Le nombre d’intérimaires parmi les salarié.es est en hausse constante. Il représente 8 % des ouvriers et ouvrières chez Mercedes, 40 % chez BMW. Il existe d’ailleurs des mouvements d’intérimaires chez Volkswagen (VW) à Hanovre, en particulier, pour imposer leurs embauches en CDI. Le syndicat IG Metall ne les soutient pas car cette lutte est initiée par la base et qu’elle ne correspond pas aux intérêts des dirigeants syndicaux. Les principaux délégués syndicaux chez VW gagnent autant que les managers de l’entreprise. C’est un monde clos, corrompu, coupé des préoccupations des salarié.es.
40 % d’intérimaires chez BMW
Certes, les salarié.es de la métallurgie allemande vont avoir le droit de réduire leur temps de travail à 28 heures par semaine, grâce à un accord de branche signé début février 2018, entre le syndicat IG Metall et le patronat. Mais, par ailleurs, la précarité augmente avec la complicité des bureaucraties syndicales. Le syndicat DGB va ainsi soutenir un gouvernement Merkel avec le SPD. Il est aussi question d’un ministre du Travail issu des rangs de l’IG Metall. C’est dire.
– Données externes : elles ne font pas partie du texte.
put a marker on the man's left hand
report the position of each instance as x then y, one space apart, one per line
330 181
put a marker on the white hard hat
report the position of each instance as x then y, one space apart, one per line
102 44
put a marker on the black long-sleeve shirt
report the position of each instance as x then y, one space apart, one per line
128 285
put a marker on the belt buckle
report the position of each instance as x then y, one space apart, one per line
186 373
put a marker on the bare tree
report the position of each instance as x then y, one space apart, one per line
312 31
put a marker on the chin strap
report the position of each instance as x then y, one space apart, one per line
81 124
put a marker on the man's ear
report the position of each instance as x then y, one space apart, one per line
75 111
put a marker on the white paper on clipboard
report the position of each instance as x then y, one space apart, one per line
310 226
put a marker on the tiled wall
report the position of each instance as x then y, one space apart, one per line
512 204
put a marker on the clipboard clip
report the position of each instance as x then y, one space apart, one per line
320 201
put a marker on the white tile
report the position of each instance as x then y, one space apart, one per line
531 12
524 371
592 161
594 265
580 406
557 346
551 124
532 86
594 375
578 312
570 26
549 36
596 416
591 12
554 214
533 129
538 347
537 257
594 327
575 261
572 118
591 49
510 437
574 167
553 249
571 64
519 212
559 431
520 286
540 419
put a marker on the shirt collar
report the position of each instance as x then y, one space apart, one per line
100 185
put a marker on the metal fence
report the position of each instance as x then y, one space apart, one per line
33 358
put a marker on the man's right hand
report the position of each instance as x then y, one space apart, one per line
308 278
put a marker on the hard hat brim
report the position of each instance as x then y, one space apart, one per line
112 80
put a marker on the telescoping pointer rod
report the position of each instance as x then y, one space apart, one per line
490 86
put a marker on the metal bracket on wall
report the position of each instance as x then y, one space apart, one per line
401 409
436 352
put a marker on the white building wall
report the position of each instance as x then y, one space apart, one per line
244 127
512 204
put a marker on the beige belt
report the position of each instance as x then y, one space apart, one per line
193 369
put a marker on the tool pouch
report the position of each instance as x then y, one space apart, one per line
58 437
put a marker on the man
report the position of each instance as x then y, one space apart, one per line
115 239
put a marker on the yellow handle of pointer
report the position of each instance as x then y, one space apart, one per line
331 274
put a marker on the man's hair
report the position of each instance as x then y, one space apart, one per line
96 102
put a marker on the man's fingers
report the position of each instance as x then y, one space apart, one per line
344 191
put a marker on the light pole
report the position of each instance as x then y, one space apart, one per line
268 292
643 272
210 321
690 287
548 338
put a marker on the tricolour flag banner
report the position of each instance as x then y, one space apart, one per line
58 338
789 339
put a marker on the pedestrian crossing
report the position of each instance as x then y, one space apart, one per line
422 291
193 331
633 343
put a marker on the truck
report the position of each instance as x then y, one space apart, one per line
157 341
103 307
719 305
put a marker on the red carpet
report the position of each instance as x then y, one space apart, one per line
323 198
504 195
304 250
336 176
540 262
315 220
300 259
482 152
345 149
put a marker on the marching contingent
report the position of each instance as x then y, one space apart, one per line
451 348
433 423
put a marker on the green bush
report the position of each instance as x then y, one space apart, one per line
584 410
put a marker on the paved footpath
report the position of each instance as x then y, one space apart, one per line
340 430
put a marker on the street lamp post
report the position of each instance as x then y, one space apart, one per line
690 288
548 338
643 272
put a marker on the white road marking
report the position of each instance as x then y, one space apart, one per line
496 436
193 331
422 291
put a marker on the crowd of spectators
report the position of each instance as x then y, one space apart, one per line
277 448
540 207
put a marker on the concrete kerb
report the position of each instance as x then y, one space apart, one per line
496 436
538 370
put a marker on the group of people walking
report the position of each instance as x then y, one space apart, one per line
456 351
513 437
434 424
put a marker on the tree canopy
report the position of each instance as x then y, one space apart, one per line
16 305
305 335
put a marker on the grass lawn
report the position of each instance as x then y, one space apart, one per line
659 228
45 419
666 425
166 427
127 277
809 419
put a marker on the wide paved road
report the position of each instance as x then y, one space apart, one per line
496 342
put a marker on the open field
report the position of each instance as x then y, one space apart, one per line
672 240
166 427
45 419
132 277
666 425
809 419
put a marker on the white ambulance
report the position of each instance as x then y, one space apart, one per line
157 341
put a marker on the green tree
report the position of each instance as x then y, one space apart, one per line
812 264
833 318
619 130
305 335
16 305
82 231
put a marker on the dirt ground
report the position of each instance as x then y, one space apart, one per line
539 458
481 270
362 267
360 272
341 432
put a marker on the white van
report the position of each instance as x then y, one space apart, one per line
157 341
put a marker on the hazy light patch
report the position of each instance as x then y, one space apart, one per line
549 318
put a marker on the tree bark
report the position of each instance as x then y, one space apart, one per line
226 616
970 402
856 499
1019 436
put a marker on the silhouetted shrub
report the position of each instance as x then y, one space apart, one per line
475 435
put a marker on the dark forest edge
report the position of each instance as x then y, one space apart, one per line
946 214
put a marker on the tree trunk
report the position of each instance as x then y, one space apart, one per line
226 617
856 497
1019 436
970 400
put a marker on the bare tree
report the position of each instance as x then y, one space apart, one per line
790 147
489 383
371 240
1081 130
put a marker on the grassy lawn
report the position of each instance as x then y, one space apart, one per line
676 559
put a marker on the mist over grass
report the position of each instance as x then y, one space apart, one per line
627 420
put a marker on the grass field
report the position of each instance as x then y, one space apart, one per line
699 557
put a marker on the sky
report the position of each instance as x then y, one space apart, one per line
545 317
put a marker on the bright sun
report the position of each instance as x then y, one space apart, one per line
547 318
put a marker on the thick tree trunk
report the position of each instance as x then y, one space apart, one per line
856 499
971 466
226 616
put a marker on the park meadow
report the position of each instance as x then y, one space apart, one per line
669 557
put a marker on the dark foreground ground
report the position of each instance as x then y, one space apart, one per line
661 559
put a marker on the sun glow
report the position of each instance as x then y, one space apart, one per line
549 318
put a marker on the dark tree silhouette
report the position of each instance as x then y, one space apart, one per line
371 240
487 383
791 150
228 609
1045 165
Pourtant, à la base, il existe une réelle combativité. Nous avons ainsi vécu récemment les manifestations de masse contre le G20 à Hambourg, malgré les violences policières et la chasse aux militants et militantes qu’on y observe. Partout, la police affiche des photos des manifestants et manifestantes dans la ville pour appeler la population à la délation. Les responsables de ces mesures sont des sociaux-démocrates et les Verts (le ministre de la Justice est membre du parti Les Verts).
D’autre part, il y a localement, un peu partout, des mouvements et des activités de solidarité avec les réfugié.es, avec les intérimaires, les travailleurs et travailleuses immigrées ou privé.es d’emploi.
Le week-end du 7 janvier, à Dessau, 5 000 personnes ont manifesté pour rendre hommage à Oury Jalloh, assassiné dans un commissariat de police il y a treize ans. Son matelas avait été incendié dans la cellule où il était gardé à vue. Un non-lieu pour les policiers a été prononcé.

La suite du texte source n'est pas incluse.